Can I Use My Present Progressive Dynamics PD9200, PD4000 or PD4500 Series Lead/Acid Units With the Charge Wizard to Charge My Lithium Battery?Yes, if you are willing to live with an expensive battery that is only partially charged. The Normal Output voltage of the …. Series voltage provides only 13.6-volts and a full charge voltage for Lithium needs to be 14.4 – 14.6 Volts. The …. Series Charge Wizard will initially jump to 14.4-volts in the Boost Mode when first connected to 120 VAC power and will remain there until the battery voltage reaches 13.8-Volts, then automatically drops …..This lower charge state will not damage your battery, but will eliminate most of the advantages you paid for.

My understanding with Lithium will last longer is used in a 20 – 80% SOC. Isn’t the above scenario ideal for longevity? The PD4000 charges my lithium to 90%.

Tim
1 month ago

Thanks Mike,

When adding a Lithium smart inverter/charger to my RV does the I/C isolate all the components? Specifically, is the

AC source isolated from the AC outlets in the RV (doesn’t back feed if AC supply goes away but still passes through AC / produces AC as applicable)

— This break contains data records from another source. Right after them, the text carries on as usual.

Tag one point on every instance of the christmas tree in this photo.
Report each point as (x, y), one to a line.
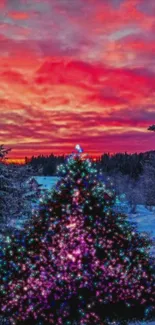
(79, 262)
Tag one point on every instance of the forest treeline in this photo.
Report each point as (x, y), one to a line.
(131, 174)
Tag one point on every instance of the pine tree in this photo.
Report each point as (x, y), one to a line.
(78, 262)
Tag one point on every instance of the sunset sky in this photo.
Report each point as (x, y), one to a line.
(77, 71)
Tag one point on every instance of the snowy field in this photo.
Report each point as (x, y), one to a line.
(144, 218)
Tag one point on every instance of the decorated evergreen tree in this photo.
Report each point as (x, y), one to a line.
(79, 262)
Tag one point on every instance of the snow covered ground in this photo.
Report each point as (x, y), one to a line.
(144, 218)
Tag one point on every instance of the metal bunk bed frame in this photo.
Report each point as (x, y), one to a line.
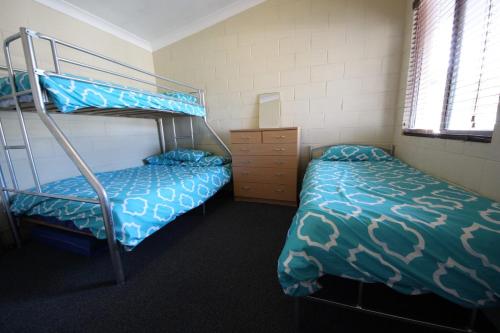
(359, 305)
(42, 108)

Battery isolated from DC outlets in the RV so they can be shut off when approaching 0% SOC

Engine DC system isolated from House battery or is battery isolator and/or dc-dc charger required

Are multiple dc charging sources isolated from the invert charger, or managed? Ie: solar input, alternator input, I/C, or are these DC inputs (and loads) really only managed by a BMS?

Sorry so long. All the hobbyist / diy people out there describe different components that are applicable to them. I am trying to ‘big picture’ what is applicable to my needs (wants).

Thanks again.

Larry
1 month ago

Mike, how to select a DC to DC Charger compatible with Lithium and protecting a OEM alternator from overheating would be helpful. Looking forward to the discussion.

Paul Holden
1 month ago

Hi Mike, my rv has the WFCO 8500, not lithium compliant, but offers an upgrade with the 8550 that is compliant. Is this an easy replacement? What about the Sprinter alternator? Thanks
Paul Holden

DAVE TELENKO
1 month ago

Hi Mike, I keep seeing & hearing that you can discharge those Lithium batteries to 0% SOC. That has left me somewhat confused as with my AGM batteries I only have 50% available of the total capacity. So when I reach 0% SOC, I actually still have 50% left in my AGM batteries & they need to be charged!
So My question in Lithium batteries is at 0% SOC are they actually “O” voltage or is it is the the same as AGM SOC batteries? Well I’m confused easily, hopefully Mike can figure out what I mean!
Snoopy

Mike Sokol
1 month ago
Reply to  DAVE TELENKO

Snoopy,
What happens with a Lithium battery is that if it’s rated for 100 amp-hr capacity, you can actually count the watt-hrs of discharge (yes, I’ve done this) and the SOC meter on the Briter Products battery ticks down to 0% SOC as you approach 100 amp-hrs of power used. On the other hand, for a 100 amp-hr AGM battery with a voltage monitor it shows around 50% of energy used once you reach an actual 50% State of Charge. While a Lithium battery isn’t cheap, you do get to use the full amount of rated amp-hrs you paid for thousands of times without damage. But as I’ve noted elsewhere, you can’t use a flooded cell or AGM battery level meter to show how much power (amp-hrs) is left in your Lithium battery. Instead of a gradual voltage drop (like a flooded cell or AGM battery) Lithium batteries sort of drop off a cliff once they approach 0% State of Charge.